Un peu d’histoire : entre hier et aujourd’hui, la force inattendue d’un trait d’union.
Publié en Juillet 2020
Bien-traitance ! Un éclairage singulier, venu certes d’une actualité
récente mais aussi de la lente érosion des conditions de travail des
professionnels concernés par des situations de vulnérabilité de toutes
sortes, est venu conforter au-delà de toute prévision l’orthographe de
notre néologisme fondateur : rappelons qu’il avait émergé dans les
années 85-90, au sein du Comité de pilotage de « L’Opération
pouponnières », que le Bureau de l’enfance et de la famille réunissait
régulièrement au Ministère des Affaires sociales et de la Santé dès
Septembre 1978, sous l’impulsion de Simone Weil, alertée en I977 par la
présentation du film : « Enfants en pouponnière demande assistance ».
Au fil des changements ministériels, la dynamique et la longévité de ce
groupe de travail allait s’avérer exceptionnelle durant près de
vingt-cinq ans grâce à la psychologue Marie-Jeanne Reichen, tandis qu’à
la demande de Janine Lévy et Danielle Rapoport, Geneviève Appell allait
en assurer à la fois la rigueur et la créativité à partir des «
Principes d’action » qui en déterminaient le sens.

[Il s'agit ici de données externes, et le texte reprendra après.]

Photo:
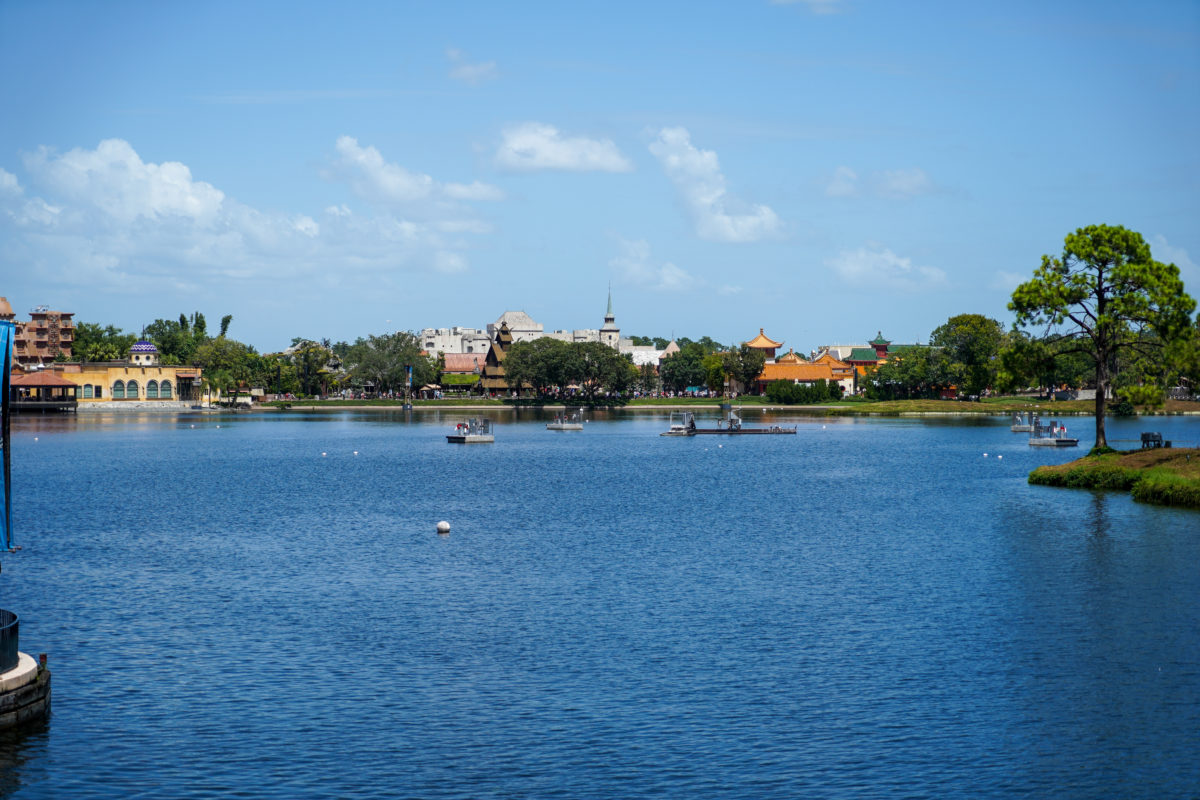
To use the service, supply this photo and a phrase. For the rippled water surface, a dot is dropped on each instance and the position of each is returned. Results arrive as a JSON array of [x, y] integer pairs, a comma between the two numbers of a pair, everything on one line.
[[245, 607]]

Ce n’est pas un hasard si le besoin s’est fait sentir récemment de les
rééditer dans Bien-traitance et Mangement dans les lieux d’accueil en
2015 et si le projet Pégase, lancé en 2018, en reprend les forces vives
pour les renouveler aujourd’hui, sous la direction du pédopsychiatre
Daniel Rousseau. Rappelons que, dix ans après le lancement de
L’Opération pouponnières, la participation toute nouvelle des parents à «
la vie de leurs enfants dans la séparation », déjà initiée dans la
Structure de Protection de l’enfance de l’Hôpital Armand Trousseau avec
le Dr Anne Roubergue, avait entraîné un syndrome…bien connu aujourd’hui
et généralisé même à l’ensemble de la situation de notre pays : burn
out ! Rechercher les moyens de ne pas se laisser envahir par la
complexité des situations socio-familiales rencontrées, ces
maltraitances d’autant plus fréquentes qu’elles étaient mieux dépistées,
devenait urgent. Le terme de bien-traitance s’imposait alors presque
naturellement pour impulser des supports de formation et de réflexion
originaux, sur lesquels les professionnels pourraient conjuguer leurs
efforts de renouvellement de leurs pratiques : professionnels
bien-traitants, professionnels bien-traités !

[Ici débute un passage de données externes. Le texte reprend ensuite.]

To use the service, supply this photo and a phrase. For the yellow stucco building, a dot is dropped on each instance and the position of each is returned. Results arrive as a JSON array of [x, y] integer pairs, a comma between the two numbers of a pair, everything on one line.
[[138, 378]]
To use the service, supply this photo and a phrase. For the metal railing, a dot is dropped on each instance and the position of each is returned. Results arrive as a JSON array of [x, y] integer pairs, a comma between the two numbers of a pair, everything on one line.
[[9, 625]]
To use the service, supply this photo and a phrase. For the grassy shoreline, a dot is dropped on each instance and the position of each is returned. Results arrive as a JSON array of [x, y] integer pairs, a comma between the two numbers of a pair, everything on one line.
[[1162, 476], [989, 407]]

D’emblée, le trait d’union s’est imposé, comme pour parer à de
multiples dangers : bientraitance, en un seul mot, induit toujours le
risque d’une définition réductrice qui en ferait le simple contraire
de maltraitance, la plaçant dans l’axe du « bien faire » ou du « mal
faire », et donc d’un jugement à l’encontre des professionnels. C’est
aussi le risque d’un seul mot simplificateur, presque confortable, comme
notre société, nos administrations, nos gouvernements en ont soif. Et
dans l’évolution actuelle des engouements terminologiques, – l’un
chassant l’autre—, ce n’est pas un hasard si on lui préfère «
bienveillance », qui cautionne actuellement une culture d’évaluation
réduite des croix à inscrire sur des grilles statistiques, et à laquelle
bientraitance, empathie, bienveillance, care, sur toutes les lèvres,
n’échappent pas.
Au contraire, ce trait d’union, qui dérange le « manque à penser » et
la médiatisation facile, évite à « bien-traitance » de devenir une
sorte de slogan, d’injonctions sur charte, capable comme par magie
d’exorciser certaines maltraitances insidieuses ou violences de tous
ordres !
Aujourd’hui, il garde une forte dimension symbolique pour les
professionnels qui l’ont adopté, concernés par les liens très
spécifiques qui caractérisent leurs pratiques : avec l’enfant et ses
parents, entre l’enfant et ses parents, dans le respect de leur
histoire et de leur culture, comme au sein de leur équipe et dans le
travail en réseau, et d’une responsabilité hiérarchique à l’autre. Au
niveau des formations initiales et continues, il relie entre eux des
courants pluridisciplinaires parfois clivants, porté par la
transdisciplinarité chère à Edgar Morin, redynamise des énergies en
perte d’élan vital car trop isolées : on n’est plus dans le « ou … ou…
», consommateur de tant de clivages et d’oppositions théoriques ou
idéologiques, mais dans le « et… et… » qui fédère nos énergies et nous
enrichit de nos différences. Plus inattendu : le trait d’union nous
amène à revisiter les « années-fondations » chères à la psychologie
développementale, si négligée en ces temps de sur-socialisation et de
surstimulation des bébés, et nous interroge sur cette sorte
d’adultisation qui pèse aujourd’hui sur eux, dans cette course effrénée
à l’autonomie et aux performances précoces.
Enfin, on ne peut plus ignorer aujourd’hui combien ce trait d’union a
irrigué des prises de conscience individuelles sur les liens
inconscients qui président aux résonances émotionnelles et projectives
de tout professionnel, entre sa propre histoire et ses pratiques, dont
ne sont pas absentes agressivité et ambivalence. Il offre ici une
passerelle, une ouverture inattendue à un véritable approfondissement de
la psychanalyse.
Mais cela va plus loin : lorsqu’en 1997, le terme de bien-traitance
s’écrivait pour la première fois dans la langue française, il allait
dépasser rapidement le cadre spécifique de L’ Enfant en pouponnière et
ses parents : « …car la « bien-traitance » des plus vulnérables d’entre
les siens est l’enjeu d’une société tout entière, un enjeu d’humanité »
… Ainsi, son trait d’union nous ouvrait enfin à cette continuité entre
les âges de la vie qui manque tant à notre culture, et interrogeait la
construction de « notre sentiment continu d’existence » cher à
Winnicott, de la vie intra-utérine au soir de notre existence. Comment
alors, à la création de notre Association en 2004, ne pas intégrer
d’emblée un Pôle « Avancer en âge », lorsqu’aujourd’hui les chiffres
d’une nouvelle pandémie nous rappelle les milliers de morts occultés de
la canicule de 2003 ?
Lire, lier, relier : cette première lettre, entre hier et aujourd’hui, en témoigne : elle sera un trait d’union pour que demain, la bien-traitance nous ouvre à une autre manière « d’être » envers l’autre et envers soi-même : celle d’un respect individuel et socio-culturel qui change les manières de faire, de dire, de décider …et de légiférer.